Macky Sall ne veut pas tout céder au candidat de la coalition Benno Bokk Yaakaar. Le chef de l’Etat qui assure en même temps les fonctions de président de l’Alliance pour la République (APR) a été reconduit à la tête de cette formation politique, ce jeudi 21 décembre, lors du Conseil national du parti. Parti pour être une cérémonie d’investiture du PM Amadou Bâ, le conseil national de l’APR s’est transformé en congrès extraordinaire. La tournure imprimée au conseil national, sans doute, gardée secrète va, à coup sûr, faire couler beaucoup d’encre et de salive. Le Premier Amadou Bâ, candidat de BBY, n’aura pas les coudées franches, une fois élu chef de l’Etat. Le parti, branche sur laquelle s’assied jusque-là les présidents de la République, va lui manquer pour avoir une totale souveraineté sur les instances source de déstabilisation. Senghor, Abdou Diouf, Abdoulaye Wade et Macky Sall ont tous été chefs de l’Etat et de leur formation politique. Amadou Bâ risque de ne pas avoir le privilège de ses prédécesseurs, s’il est élu président à la prochaine présidentielle. Pourtant, cette revendication longtemps portée par une bonne frange de la classe politique, de la société civile et des Assises nationales n’a jamais rencontré l’assentiment de Macky Sall. « Je ne vais pas scier la branche sur laquelle je suis assis », avait-il répondu au cours d’un face à face avec la presse au palais présidentiel. C’est donc clair, Macky Sall est parti pour garder un pied dans les affaires du pays après avoir procédé à la passation de pouvoir. Un coup de tonnerre pour lui qui avait assuré dans une interview à Jeune Afrique, en novembre dernier : « Il faut savoir tourner la page : je ferai comme Abdou Diouf, je me retirerai complètement ». Il n’en sera rien au regard de la décision du congrès extraordinaire de l’APR qui a décidé de garder Macky Sall comme président, alors qu’il a renoncé à un troisième mandat. Contrairement à Abdou Diouf dont il tient à s’inspirer de la conduite après le désastre de 2000. Diouf a quitté le pays et le Parti socialiste dont il avait auparavant laissé la gestion à Ousmane Tanor Dieng, aujourd’hui disparu. Cette nouvelle suscite naturellement moult interrogations.

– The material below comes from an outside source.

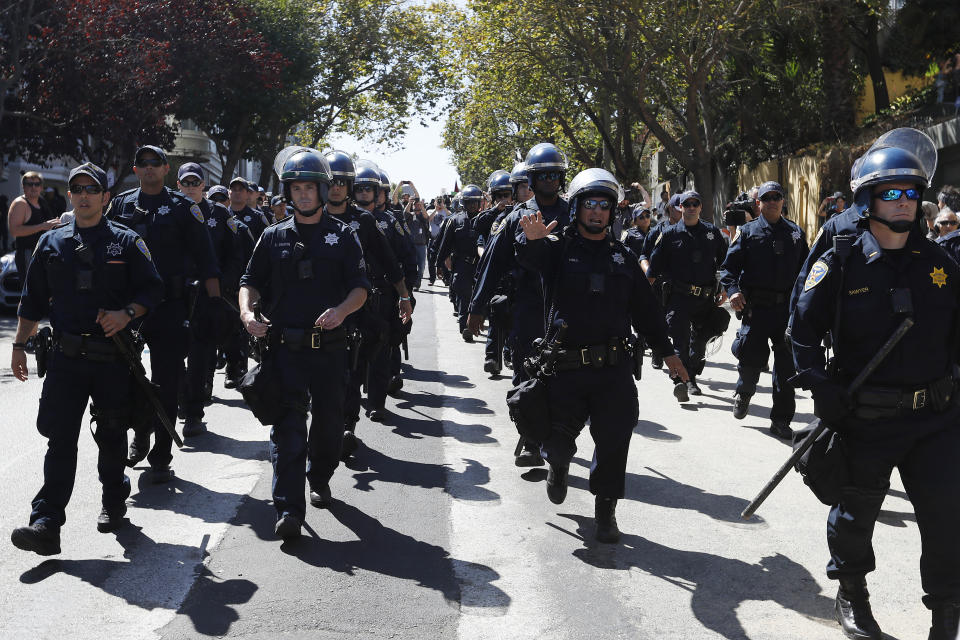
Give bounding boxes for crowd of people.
[9,129,960,640]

La première des questions sur quasiment toutes les langues au sein des apéristes est de savoir si Amadou Bâ a la confiance de ses pairs notamment celle du président Macky Sall. Le parti dont on vient de lui priver la gouvernance est un puissant levier pour contrôler le pouvoir. Quasiment majoritaire à l’assemblée, les députés de l’APR sont en mesure bloquer, par une motion de censure, le gouvernement et de provoquer une crise politique aux lendemains incertains. Il en a, d’ailleurs, été ainsi en 1962 lorsque des députés de l’Union progressiste socialiste (UPS), au pouvoir, votent une motion de censure contre le président du conseil Mamadou Dia. La crise politique aboutit à la chute du gouvernement et aux événements de 1962 marqués par le divorce entre Dia et Senghor. Si Amadou Bâ gagne la prochaine présidentielle, il gouvernera sans une aucune autorité sur l’APR et une réelle prise sur le parlement. Des députés pourraient même continuer à dire qu’ils sont élus de Macky Sall.

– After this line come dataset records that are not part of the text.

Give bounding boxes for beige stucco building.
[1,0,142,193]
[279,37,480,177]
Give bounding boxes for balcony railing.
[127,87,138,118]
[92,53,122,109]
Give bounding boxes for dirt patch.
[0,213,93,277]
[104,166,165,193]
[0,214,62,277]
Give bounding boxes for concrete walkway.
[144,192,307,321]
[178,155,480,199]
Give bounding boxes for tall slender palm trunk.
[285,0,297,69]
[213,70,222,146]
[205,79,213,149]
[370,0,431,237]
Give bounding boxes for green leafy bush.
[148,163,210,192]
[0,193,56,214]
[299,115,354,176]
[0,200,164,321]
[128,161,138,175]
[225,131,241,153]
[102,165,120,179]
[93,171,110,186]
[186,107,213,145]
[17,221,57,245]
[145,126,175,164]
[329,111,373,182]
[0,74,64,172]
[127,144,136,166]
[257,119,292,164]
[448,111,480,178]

La deuxième interrogation porte sur le drame intérieur que vit, à n’en pas douter, Amadou Bâ. Ouvertement contesté par les siens notamment Mame Mbaye Niang, ministre de « son » gouvernement, le PM candidat souffre de ne pas sentir l’union sacrée qui aurait dû se former autour de lui. Nombre de ses camarades lui reprochent d’être quelque peu amorphe face à une opposition incisive. D’ailleurs, du haut de la tribune de la cérémonie d’investiture, le chef de l’Etat lui a demandé de redoubler vigueur, de tendre la main à tout le monde et de rassurer les militants.